Burdur’un Yeşilova ilçesinde bulunan ve Türkiye’nin Maldivleri adıyla ünlenerek her yıl yerli ve yabancı milyonlarca turisti ağırlayan Salda Gölü'nün kum oluşumuyla ilgili önemli bir açıklama yapıldı.
Maldivleri andıran beyaz kumu ve turkuaz mavisi suyuyla yeri ve yanacı turistler için son yılların en önemli cazibe merkezleri arasında yer alan ve Amerikan Ulusal Havacılık ve Uzay Dairesi (NASA) tarafından Salda Gölü'nün Mars’taki Jezero krateriyle benzer özellikler gösterdiğinin açıklanması, gölün ününü hızla artırırken Salda’nın kenarında bulunan ve adını buradan alan köyün halkından olan jeofizik yüksek mühendisi Abdurrahman Arıkan, gölün jeolojik yapısından çamurunun faydalı olup olmadığına, gölün kuruma riskinden yapılan koruma çalışmalarından önceki durumuna ilişkin önemli açıklamalarda bulundu.

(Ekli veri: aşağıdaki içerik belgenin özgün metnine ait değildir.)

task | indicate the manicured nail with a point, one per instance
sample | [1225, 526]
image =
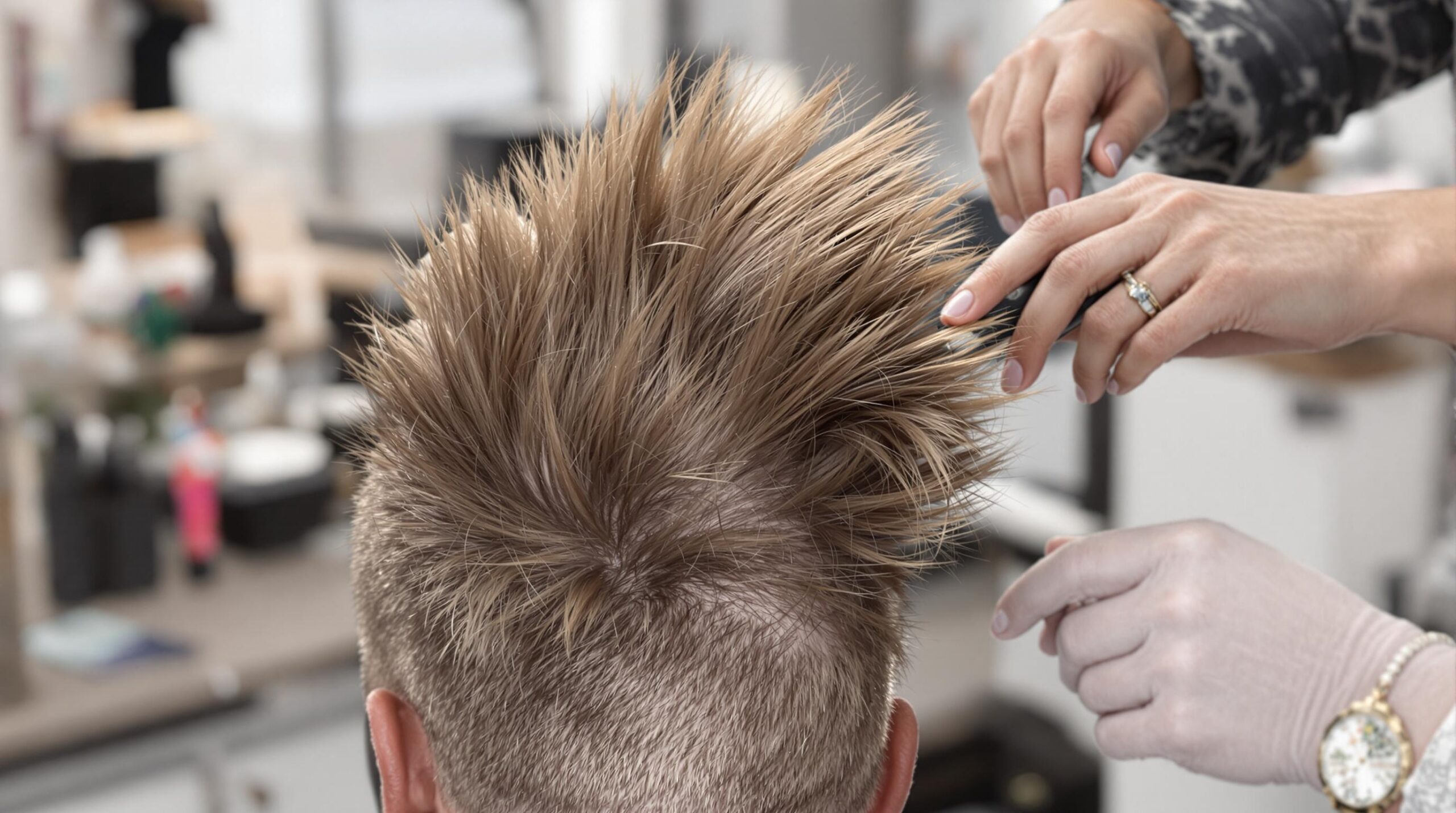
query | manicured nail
[1114, 155]
[1001, 622]
[1011, 377]
[960, 305]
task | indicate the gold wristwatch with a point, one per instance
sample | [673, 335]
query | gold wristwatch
[1366, 754]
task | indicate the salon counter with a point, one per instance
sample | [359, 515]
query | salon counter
[258, 620]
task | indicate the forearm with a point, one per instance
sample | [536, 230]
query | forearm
[1424, 697]
[1417, 248]
[1275, 75]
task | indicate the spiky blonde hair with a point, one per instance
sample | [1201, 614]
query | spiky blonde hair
[656, 453]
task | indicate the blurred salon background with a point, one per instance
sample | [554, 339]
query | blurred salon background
[198, 196]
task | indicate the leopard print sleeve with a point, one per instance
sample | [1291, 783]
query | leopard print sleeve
[1432, 789]
[1276, 73]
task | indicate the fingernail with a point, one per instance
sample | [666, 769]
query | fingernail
[1001, 622]
[1114, 155]
[958, 305]
[1011, 377]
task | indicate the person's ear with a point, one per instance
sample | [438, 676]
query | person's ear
[901, 748]
[407, 770]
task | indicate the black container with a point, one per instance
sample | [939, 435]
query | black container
[69, 515]
[130, 512]
[276, 515]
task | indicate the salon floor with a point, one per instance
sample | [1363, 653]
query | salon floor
[299, 746]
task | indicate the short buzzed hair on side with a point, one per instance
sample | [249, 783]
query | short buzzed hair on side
[669, 432]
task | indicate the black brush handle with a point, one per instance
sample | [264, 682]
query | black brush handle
[1012, 307]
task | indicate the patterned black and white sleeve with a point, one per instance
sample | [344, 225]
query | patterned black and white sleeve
[1276, 73]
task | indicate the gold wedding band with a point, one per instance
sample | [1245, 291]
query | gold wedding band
[1142, 295]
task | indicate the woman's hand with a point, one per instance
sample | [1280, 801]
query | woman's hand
[1199, 645]
[1236, 271]
[1119, 61]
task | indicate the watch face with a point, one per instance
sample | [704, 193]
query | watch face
[1360, 760]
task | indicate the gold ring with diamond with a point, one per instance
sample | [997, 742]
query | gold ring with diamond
[1142, 295]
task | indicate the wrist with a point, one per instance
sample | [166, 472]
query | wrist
[1416, 248]
[1424, 694]
[1358, 658]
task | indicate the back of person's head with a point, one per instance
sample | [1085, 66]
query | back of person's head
[667, 433]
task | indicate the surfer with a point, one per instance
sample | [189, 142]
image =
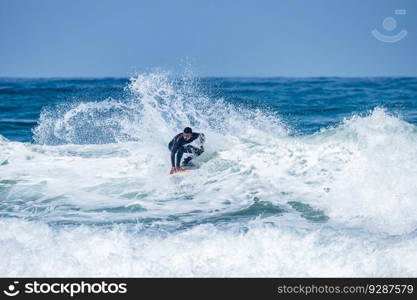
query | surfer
[178, 146]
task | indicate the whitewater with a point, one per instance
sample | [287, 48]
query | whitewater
[91, 195]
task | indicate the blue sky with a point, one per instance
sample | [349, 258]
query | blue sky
[99, 38]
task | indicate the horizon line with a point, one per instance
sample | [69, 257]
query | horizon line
[206, 76]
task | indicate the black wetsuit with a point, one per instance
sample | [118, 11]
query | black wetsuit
[177, 146]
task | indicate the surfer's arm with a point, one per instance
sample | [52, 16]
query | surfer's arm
[202, 139]
[173, 152]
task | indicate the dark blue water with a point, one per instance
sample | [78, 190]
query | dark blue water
[299, 177]
[304, 104]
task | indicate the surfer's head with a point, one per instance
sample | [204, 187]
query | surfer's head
[187, 134]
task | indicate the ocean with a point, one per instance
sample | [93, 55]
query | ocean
[300, 177]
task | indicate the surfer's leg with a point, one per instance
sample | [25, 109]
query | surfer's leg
[193, 150]
[180, 152]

Salda Gölü’nün, eriyen kayaç boşluklarına elementlerce zenginleştirilen suların dolmasıyla oluştuğunu söyleyen, gölün bu oluşum biçimiyle karstik bir özellik taşıdığını belirten ve Salda Gölü’ndeki en önemli özelliklerden birinin sahilindeki beyaz kumlar olduğunu söyleyen Jeofizik yüksek mühendisi Abdurrahman Arıkan, “Bu beyaz kumlar göldeki bakteriler tarafından magnezyumun emilmesi suretiyle hidromenyezit minerali olarak çökelmesi sonucu oluşmuştur. Bu yapı taşları hidromenyezit minerali olan bakteriler stromatolitleri (sığ sularda oluşan genişleme eğilimli katmanlı yapılar) oluşturmuştur. Çevrenin ve zamanın etkisiyle bu stromatolitler ayrışarak bu beyaz kumu meydana getirmiştir” diye konuştu.
Valilik ve kaymakamlığın yaptığı çalışmaların Salda Gölü’nü korumaya yönelik olduğunu da kaydeden Arıkan, şöyle devam etti: “Burası doğal bir zenginlik. Salda Gölü’ndeki bu beyaz kum aslında fosil. Binlerce, on binlerce yıl önce yaşamış bakterilerin kalıntıları. O açıdan bir maden özelliği göstermekte. O madeni buradan çıkartıp satışa sunmak, Google’da arattırdığınız zaman görüyorsunuz adamlar salda gölü kumları diye satışa sunmuşlar bu tamamıyla hırsızlıktır. Buradan götürülüp bir kum dışarıda satılamaz.”